Open source balances risk between buyers and vendors. Here's just one example of how the U.S. federal government could have saved itself a lot of money.

Matt Asay Contributing Writer
Matt Asay is a veteran technology columnist who has written for CNET, ReadWrite, and other tech media. Asay has also held a variety of executive roles with leading mobile and big data software companies.
Matt Asay
4 min read

You read things like this and it makes you wonder why IT departments continue to throw away money on proprietary licenses why you bother paying taxes at all [See note below]. In this case, the Public Company Accounting Oversight Board (PCAOB) spent $3 million on a document management system from Documentum, and it has been a complete waste of money.

The PCAOB tries to blame itself for the waste, but the reality is that it's a combination of overpriced and overly complex software wrapped in a proprietary license, and an effort to force-feed square-peg technology onto round-peg people.

Open source could have dramatically reduced the PCAOB's risk:

The PCAOB has not sufficiently defined its business and technology requirements for document management. Evaluation of options for document management began in 2003. However, as of September 2006, Documentum (the selected technology), was only being used in a limited capacity. This occurred, in part, because the PCAOB did not fully implement certain best practices for document management projects. As a result, the PCAOB has spent about $3 million on a document management system that is not fully utilized, and the benefits of a robust records and information management program are not being gained.

While much effort by the PCAOB's Office of Information Technology (OIT) has been put into documenting requirements for enterprise and inspections versions of a document management system, the majority of PCAOB employees are still not using the system, and the project lacks overall strategic direction. Some potential users of the system do not view the document management system as fulfilling their business needs.

Unfortunately, I'm guessing this scenario feels painfully familiar to many IT people reading this. As mentioned, in part this is because the software in question is cumbersome to use and forces people to fit the way they work to the way the software requires them to work. There are significantly easier products to use. This, however, is not a function of proprietary versus open-source licensing. It's just a a matter of a poorly designed product.

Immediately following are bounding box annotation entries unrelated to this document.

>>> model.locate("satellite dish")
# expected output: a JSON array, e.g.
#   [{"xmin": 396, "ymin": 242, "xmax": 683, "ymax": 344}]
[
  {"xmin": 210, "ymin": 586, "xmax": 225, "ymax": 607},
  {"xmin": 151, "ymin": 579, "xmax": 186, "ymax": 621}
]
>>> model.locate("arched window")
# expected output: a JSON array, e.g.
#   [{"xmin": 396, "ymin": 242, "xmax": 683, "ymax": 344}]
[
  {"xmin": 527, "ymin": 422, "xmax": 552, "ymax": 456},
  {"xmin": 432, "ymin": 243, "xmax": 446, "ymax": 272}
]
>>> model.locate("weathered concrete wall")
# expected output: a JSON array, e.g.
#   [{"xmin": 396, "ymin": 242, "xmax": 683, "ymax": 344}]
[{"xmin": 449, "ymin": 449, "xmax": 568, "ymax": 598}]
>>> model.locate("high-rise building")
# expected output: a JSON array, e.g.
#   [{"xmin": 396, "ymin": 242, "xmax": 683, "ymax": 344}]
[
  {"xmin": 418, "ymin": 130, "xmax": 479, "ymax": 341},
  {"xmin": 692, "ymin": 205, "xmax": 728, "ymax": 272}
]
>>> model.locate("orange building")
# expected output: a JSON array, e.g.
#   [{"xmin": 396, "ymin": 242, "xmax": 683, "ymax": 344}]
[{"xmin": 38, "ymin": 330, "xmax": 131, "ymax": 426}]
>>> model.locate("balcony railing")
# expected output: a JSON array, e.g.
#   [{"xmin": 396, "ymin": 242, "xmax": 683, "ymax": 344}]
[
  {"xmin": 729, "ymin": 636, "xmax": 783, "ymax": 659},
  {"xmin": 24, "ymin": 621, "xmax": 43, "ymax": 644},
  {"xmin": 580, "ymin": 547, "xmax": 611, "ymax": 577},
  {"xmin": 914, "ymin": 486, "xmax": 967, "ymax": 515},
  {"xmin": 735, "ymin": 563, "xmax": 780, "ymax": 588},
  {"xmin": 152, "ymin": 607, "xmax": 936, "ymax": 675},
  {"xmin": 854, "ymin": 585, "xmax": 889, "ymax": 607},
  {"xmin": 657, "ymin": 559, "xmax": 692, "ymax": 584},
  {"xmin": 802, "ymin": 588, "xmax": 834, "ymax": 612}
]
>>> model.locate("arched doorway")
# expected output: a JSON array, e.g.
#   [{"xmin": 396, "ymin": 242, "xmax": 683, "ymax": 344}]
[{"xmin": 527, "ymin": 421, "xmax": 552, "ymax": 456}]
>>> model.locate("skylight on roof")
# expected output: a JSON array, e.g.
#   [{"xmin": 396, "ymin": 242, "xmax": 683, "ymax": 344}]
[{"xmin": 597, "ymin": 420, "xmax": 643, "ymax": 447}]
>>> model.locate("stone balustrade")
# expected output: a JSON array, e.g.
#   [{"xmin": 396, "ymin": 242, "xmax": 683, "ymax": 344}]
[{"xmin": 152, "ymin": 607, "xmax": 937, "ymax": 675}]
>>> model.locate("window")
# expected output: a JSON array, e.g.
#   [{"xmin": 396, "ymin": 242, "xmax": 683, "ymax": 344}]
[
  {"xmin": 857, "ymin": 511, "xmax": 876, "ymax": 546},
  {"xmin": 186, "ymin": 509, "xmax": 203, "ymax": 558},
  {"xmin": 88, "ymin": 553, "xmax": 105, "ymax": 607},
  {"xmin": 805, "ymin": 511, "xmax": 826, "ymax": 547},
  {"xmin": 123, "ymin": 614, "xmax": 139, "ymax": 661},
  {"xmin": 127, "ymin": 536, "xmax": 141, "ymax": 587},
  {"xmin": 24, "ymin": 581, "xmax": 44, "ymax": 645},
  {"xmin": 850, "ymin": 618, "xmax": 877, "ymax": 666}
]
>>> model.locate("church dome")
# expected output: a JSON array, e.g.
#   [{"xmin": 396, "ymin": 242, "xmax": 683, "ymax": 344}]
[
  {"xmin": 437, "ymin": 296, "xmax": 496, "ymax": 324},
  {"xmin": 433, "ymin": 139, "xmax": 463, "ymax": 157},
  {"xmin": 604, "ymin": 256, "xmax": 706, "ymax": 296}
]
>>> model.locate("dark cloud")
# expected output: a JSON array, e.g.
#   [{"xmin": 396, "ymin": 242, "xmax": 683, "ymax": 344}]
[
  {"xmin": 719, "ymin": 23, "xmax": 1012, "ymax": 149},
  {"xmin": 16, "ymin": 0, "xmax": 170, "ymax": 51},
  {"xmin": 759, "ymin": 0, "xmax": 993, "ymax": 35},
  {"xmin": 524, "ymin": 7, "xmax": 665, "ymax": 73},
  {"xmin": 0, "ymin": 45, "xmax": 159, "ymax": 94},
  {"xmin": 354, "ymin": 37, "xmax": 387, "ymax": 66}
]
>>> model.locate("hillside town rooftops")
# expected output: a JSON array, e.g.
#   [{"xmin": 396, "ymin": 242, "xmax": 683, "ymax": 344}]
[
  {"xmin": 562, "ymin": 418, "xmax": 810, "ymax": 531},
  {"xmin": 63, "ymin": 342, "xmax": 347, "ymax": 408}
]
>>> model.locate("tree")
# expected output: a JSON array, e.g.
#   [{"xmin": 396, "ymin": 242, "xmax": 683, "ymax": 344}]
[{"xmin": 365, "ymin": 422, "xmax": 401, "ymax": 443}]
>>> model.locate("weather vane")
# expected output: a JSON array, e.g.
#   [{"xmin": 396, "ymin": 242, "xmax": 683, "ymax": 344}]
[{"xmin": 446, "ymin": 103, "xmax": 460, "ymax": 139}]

No, the biggest problem, and yet also the easiest to solve, is the $3 million license fee. Any open-source solution would have allowed the PCAOB to spend nothing upfront and simply pay for support, thereby "amortizing" its risk. (Related to this, though not analogous, is the fact that smaller IT projects succeed much more often than large ones do, according to research from The Standish Group.)

Here are the PCAOB's two options:

  1. Proprietary. Watch a few demos (hopefully representative of the product's actual capabilities (because you have no real way of knowing)), then fork out a huge pile of cash. Assume the cash has been incinerated the moment you give it away, because it won't buy you implementation or an actual solution to your problem. That costs extra, and it may never work.

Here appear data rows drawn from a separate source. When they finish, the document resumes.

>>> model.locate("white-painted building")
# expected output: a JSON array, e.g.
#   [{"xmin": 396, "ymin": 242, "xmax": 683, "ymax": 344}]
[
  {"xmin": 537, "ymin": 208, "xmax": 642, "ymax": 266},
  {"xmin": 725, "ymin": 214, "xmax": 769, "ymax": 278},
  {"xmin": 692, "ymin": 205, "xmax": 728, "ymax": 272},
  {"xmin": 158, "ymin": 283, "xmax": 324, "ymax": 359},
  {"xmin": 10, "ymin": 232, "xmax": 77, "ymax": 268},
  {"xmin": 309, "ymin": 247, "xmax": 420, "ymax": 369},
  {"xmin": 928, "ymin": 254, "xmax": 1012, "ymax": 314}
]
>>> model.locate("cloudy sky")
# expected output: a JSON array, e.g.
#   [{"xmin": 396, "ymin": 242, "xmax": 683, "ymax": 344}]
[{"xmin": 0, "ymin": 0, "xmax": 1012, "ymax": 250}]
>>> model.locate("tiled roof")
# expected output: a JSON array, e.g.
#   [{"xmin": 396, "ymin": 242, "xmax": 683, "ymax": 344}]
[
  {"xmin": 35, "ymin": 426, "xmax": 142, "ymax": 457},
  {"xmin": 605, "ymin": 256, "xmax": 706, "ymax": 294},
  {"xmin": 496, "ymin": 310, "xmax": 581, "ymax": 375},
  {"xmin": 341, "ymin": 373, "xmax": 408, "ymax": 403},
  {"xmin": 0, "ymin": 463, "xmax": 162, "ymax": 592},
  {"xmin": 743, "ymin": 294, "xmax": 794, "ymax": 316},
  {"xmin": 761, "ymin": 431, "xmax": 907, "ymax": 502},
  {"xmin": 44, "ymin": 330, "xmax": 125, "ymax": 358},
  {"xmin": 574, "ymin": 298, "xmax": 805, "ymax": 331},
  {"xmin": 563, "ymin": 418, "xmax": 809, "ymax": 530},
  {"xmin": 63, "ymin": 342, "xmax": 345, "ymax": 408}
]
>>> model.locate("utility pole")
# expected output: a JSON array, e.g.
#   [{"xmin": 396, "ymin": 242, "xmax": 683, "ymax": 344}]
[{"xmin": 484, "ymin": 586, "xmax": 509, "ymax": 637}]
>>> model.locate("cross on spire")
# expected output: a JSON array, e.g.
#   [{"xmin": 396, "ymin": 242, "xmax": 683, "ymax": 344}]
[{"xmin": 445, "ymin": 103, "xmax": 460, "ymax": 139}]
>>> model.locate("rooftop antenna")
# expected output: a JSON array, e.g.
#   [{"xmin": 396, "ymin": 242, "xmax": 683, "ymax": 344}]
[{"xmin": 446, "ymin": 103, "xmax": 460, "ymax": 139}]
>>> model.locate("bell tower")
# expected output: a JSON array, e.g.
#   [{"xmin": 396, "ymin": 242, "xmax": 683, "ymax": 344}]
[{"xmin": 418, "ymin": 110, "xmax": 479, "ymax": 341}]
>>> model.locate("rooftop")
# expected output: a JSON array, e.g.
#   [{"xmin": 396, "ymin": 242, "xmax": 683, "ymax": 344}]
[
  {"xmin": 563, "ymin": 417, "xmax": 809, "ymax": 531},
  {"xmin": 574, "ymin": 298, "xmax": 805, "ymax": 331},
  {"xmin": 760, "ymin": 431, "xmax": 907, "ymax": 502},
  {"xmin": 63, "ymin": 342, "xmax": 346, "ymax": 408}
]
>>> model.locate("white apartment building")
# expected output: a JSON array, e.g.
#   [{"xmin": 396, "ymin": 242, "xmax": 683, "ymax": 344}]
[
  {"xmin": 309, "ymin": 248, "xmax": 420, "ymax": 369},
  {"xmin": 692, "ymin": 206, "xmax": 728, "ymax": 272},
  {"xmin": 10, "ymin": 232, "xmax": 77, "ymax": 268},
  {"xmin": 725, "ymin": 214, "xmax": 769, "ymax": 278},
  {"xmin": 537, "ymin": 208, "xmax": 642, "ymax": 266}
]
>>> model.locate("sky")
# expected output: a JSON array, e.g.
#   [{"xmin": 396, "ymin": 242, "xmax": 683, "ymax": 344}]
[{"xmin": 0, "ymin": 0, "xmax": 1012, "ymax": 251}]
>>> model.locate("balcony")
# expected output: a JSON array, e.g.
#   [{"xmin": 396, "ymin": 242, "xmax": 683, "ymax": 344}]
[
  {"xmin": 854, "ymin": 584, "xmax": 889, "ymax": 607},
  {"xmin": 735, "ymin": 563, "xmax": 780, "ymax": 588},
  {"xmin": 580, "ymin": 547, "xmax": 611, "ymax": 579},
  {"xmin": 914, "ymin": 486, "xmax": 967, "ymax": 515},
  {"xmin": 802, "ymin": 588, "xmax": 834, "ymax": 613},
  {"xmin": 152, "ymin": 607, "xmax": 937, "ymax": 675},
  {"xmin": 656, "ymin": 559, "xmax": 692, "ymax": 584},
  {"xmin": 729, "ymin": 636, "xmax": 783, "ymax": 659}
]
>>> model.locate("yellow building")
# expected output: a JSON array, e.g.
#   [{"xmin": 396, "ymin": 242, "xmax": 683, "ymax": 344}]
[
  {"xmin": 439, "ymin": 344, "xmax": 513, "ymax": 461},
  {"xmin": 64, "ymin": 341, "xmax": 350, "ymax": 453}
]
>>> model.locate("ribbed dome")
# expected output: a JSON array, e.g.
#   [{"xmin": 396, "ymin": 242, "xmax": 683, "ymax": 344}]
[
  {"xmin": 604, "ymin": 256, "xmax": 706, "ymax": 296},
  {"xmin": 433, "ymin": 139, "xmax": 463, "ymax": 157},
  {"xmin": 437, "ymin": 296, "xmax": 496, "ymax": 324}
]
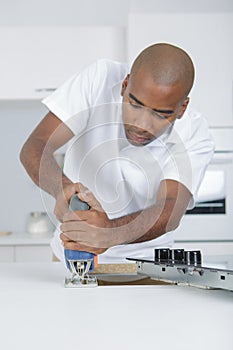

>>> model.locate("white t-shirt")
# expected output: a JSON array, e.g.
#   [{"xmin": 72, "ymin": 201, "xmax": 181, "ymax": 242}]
[{"xmin": 43, "ymin": 60, "xmax": 213, "ymax": 263}]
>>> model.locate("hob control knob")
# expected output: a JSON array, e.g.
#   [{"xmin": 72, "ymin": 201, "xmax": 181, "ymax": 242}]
[
  {"xmin": 185, "ymin": 250, "xmax": 202, "ymax": 266},
  {"xmin": 154, "ymin": 248, "xmax": 170, "ymax": 263},
  {"xmin": 170, "ymin": 249, "xmax": 184, "ymax": 264}
]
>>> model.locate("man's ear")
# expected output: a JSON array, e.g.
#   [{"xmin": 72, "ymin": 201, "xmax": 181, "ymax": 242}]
[
  {"xmin": 177, "ymin": 97, "xmax": 189, "ymax": 119},
  {"xmin": 121, "ymin": 74, "xmax": 129, "ymax": 96}
]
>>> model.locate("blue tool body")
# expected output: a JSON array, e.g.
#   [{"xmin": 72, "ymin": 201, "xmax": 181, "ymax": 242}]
[{"xmin": 64, "ymin": 194, "xmax": 95, "ymax": 271}]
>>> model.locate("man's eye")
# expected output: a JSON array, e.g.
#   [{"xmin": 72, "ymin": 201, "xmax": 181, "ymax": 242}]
[{"xmin": 129, "ymin": 101, "xmax": 142, "ymax": 109}]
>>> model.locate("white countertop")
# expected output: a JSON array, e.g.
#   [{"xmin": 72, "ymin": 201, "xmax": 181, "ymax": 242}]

  2. Open source. Use the product for as long as you'd like. See if it works. If it does, and if you then want support (or, in some models, extra functionality), pay a fraction of what you'd pay to a proprietary software company. One hundred percent of that money is for support, such that the vendor has every incentive to ensure your continued happiness and to continue to invest in the innovation of its product and services. Pay extra for implementation, but often from a third party (and almost always much less) that doesn't have the same conflict of interest that in-house professional services might have. If the product doesn't work out, for whatever reason, you're out tens of thousands instead of millions.

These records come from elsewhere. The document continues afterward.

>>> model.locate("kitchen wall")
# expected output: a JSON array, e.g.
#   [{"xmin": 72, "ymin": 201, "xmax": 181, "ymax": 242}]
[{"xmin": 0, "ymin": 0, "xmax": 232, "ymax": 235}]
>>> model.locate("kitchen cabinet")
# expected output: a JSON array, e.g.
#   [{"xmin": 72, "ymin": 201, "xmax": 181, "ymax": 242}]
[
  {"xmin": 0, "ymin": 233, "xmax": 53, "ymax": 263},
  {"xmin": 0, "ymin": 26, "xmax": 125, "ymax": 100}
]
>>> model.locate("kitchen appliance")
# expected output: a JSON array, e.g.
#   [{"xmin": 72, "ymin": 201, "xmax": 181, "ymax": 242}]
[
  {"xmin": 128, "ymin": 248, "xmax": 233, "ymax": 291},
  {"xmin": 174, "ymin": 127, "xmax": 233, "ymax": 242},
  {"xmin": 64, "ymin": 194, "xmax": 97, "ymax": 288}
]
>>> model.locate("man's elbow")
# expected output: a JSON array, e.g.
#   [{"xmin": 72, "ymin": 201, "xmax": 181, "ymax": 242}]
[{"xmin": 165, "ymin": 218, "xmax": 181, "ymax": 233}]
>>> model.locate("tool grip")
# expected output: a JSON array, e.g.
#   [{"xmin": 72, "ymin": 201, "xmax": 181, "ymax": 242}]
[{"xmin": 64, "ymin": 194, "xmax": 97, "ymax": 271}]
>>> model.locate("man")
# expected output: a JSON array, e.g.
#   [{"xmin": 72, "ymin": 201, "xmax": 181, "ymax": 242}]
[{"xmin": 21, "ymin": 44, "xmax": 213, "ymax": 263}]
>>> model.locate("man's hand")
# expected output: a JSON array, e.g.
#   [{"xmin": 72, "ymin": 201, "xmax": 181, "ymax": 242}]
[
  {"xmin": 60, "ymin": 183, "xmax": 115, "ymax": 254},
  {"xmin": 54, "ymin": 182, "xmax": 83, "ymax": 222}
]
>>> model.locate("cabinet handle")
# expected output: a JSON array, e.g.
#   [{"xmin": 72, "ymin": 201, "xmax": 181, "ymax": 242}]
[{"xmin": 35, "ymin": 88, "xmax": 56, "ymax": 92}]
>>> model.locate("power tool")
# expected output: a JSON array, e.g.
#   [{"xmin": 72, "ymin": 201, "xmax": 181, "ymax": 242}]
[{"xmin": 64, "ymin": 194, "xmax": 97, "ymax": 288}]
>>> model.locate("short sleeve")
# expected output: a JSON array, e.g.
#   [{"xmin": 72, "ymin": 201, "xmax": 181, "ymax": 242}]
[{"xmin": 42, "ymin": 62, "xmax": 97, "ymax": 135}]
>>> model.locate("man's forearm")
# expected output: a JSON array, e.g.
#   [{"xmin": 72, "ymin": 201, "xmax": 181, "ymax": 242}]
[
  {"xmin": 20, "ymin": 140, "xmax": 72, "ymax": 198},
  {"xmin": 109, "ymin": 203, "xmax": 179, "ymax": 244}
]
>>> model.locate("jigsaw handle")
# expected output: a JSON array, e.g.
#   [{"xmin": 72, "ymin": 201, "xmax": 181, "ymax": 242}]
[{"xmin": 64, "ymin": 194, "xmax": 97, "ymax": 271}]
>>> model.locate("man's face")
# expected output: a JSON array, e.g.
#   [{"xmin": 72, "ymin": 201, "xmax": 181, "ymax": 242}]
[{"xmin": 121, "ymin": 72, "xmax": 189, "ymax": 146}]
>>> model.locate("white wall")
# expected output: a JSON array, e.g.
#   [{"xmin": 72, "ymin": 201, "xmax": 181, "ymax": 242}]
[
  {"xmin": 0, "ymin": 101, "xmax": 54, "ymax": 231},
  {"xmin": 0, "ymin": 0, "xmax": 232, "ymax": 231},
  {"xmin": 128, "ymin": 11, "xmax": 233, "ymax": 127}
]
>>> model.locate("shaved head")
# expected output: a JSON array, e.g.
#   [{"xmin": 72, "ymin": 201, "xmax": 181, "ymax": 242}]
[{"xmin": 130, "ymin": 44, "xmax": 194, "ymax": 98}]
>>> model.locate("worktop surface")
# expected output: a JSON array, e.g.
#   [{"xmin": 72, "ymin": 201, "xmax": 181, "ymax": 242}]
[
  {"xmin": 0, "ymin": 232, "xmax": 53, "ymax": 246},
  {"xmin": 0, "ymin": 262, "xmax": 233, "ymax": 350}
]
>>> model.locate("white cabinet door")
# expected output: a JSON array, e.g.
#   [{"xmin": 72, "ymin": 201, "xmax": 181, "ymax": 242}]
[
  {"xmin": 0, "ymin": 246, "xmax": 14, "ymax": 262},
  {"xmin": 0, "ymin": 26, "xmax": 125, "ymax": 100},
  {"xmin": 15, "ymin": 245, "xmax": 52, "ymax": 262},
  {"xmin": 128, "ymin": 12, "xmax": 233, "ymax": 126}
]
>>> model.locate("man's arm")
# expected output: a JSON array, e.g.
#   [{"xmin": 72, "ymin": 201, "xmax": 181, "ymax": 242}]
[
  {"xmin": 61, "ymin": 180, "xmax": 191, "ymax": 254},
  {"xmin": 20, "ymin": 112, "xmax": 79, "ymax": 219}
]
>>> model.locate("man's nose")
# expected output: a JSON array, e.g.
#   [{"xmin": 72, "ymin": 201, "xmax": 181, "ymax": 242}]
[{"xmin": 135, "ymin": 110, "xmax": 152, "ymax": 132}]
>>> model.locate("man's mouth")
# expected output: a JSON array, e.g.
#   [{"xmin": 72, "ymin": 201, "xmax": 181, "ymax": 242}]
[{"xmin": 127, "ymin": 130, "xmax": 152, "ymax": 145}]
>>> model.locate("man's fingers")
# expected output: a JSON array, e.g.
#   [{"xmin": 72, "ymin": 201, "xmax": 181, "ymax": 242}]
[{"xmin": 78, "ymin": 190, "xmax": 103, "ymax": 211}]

Is there a real choice to be made here? Why would you ever take that proprietary software model over open source, assuming there is a roughly comparable open-source competitor to the proprietary product you'd normally choose?

Open source lowers IT risks in many ways, but in no way is this clearer than in how it dramatically lowers the cost of failure. It's common knowledge that many IT projects fail. As such, why not minimize the cost of failure as much as possible? It's much easier to try an open-source solution for $40K and discover that it's not a good fit for your enterprise than to spend 10 times that...only to discover the exact same thing.

This has nothing to do with the nature of the code itself. It has everything to do with the more customer-friendly business models that open-source companies use. Open source shifts the risk to the vendor, whereas proprietary software forces nearly all risk onto the shoulders of the IT buyer. (You don't get the product/code until you pay, and then you pay upfront.)

Open source is a better way of doing business. Maybe the PCAOB should try it.


NOTE: Someone has pointed out that the Public Company Accounting Oversight Board (PCAOB) is not a publicly funded organization. This is true. As the website says, "The PCAOB is a private-sector, nonprofit corporation, created by the Sarbanes-Oxley Act of 2002, to oversee the auditors of public companies in order to protect the interests of investors and further the public interest in the preparation of informative, fair, and independent audit reports." The central thesis of the entry holds, however: open source is a better way for IT buyers to do business. Whether it's someone's tax dollars or shareholder dollars, they shouldn't be wasted on proprietary licenses.

Disclosure: My employer, Alfresco competes with Documentum. But substitute Documentum with the proprietary company of your choice in the post above, and the story remains the same.